A hospital offers many career options beyond health care
Four interns are in this year’s Project SEARCH cohort at Memorial Hospital Central. Each week, the students ride an Academy District 20 bus to an administrative center one mile from the hospital, where they meet as a class for an hour with an Academy District 20 teacher. The interns identify their strengths, explore their career interests, and discuss barriers they could face in jobs.
On a recent Tuesday, Aubriana and her fellow interns created resumes and learned how to look for job openings on online job search boards. They talked about the types of job titles they should search for, and where they might like to work. On the white board in the room, the teacher spelled out different words they might use on a resume, just below an inspiring message: “Rejection is Redirection.”
To apply to Project SEARCH, students must be:
After class, the interns ride a shuttle bus to the hospital. Learning to get to the bus stop on time and find their way to their internship department is all part of getting ready for employment, Benavides said. After four hours of working their jobs, students ride the shuttle bus back to the administrative center for more class time.
Project SEARCH interns work in at least two departments at the hospital during the program. Aubriana worked during the fall in the patient rehabilitation care unit before joining the registration desk team this year.
While Aubriana hopes to one day work at Memorial Hospital Central, interns are not required to be interested in a health care career to participate in the program, Benavides said. There are lots of other job opportunities in a hospital, including food service, facilities, maintenance, human resources, information technology and more.
And Project SEARCH interns are not required to look for work at a UCHealth hospital after they graduate from the program. Previous interns in Colorado Springs, for example, have gone on to work at a local donut shop and a warehouse. The goal is to support students in getting meaningful, competitive work in a job that’s right for them.

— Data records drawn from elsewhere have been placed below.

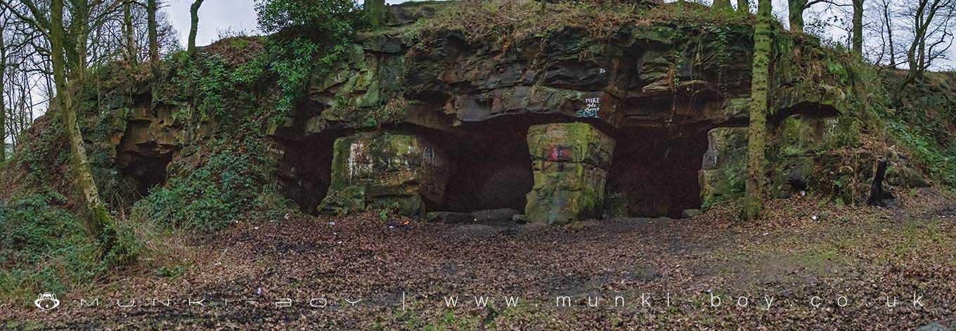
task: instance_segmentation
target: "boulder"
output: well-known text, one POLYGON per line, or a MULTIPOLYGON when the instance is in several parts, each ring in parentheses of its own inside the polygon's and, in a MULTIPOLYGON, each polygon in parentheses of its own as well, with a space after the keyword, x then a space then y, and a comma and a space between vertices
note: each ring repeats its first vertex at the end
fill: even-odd
POLYGON ((426 202, 444 201, 447 158, 420 137, 364 132, 336 140, 333 149, 332 180, 320 212, 387 208, 424 215, 426 202))
POLYGON ((533 125, 528 146, 534 187, 528 193, 529 222, 549 225, 600 216, 614 140, 588 123, 533 125))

That said, Benavides hopes to turn the Project SEARCH program into a talent pipeline for UCHealth, helping leaders identify potential employees, matching them with appropriate open roles and identifying what tools and support they may need in that job. For a role that involves sanitizing hospital areas, for example, a supervisor who hires a Project SEARCH graduate might need to create visual prompts on how to perform the steps of the job, she said.
Aubriana shows how someone with disabilities can excel when a leader or coworker takes the time to learn how a job can be altered or how to tailor certain tasks for their abilities. Benavides coached her to stand when greeting a visitor, so her soft voice would project farther, for example. Aubriana said it took her a couple of weeks to memorize the directions to various departments in the hospital.
Project SEARCH “challenges our departments to think differently about how to make jobs accessible,” she said.
“We’re learning in health care to be open to all sorts of individuals to fill these roles,” Benavides said.

Inspired by those who cared for her, Aubriana now loves to care for others
Gromko calls Project SEARCH “a godsend” for her daughter.
Aubriana is inspired by the doctors, nurses, therapists and others who cared for her in her early days and years. And she wants to do her part in providing care to others, in whatever role she finds.

Not long after she started working at the registration desk, a visitor ran into the hospital entrance asking for help for the passenger in his car who had stopped breathing. Aubriana, her colleagues and another patient ran out to the car to help the passenger before medical providers took over. It’s a moment that signifies the meaning that Aubriana finds in her internship.
“What she really wants to do is help people,” Gromko said. “If they’re coming to the hospital to visit a loved one and don’t know their way around, Aubriana is providing help.”
For Aubriana, every day at the registration desk offers a new opportunity to help, even if it’s simply offering a smile to a worried family member trying to find their loved one in the hospital.
“It’s been a great experience overall,” Aubriana said. “It’s been amazing to get to see what it’s like to have a job.”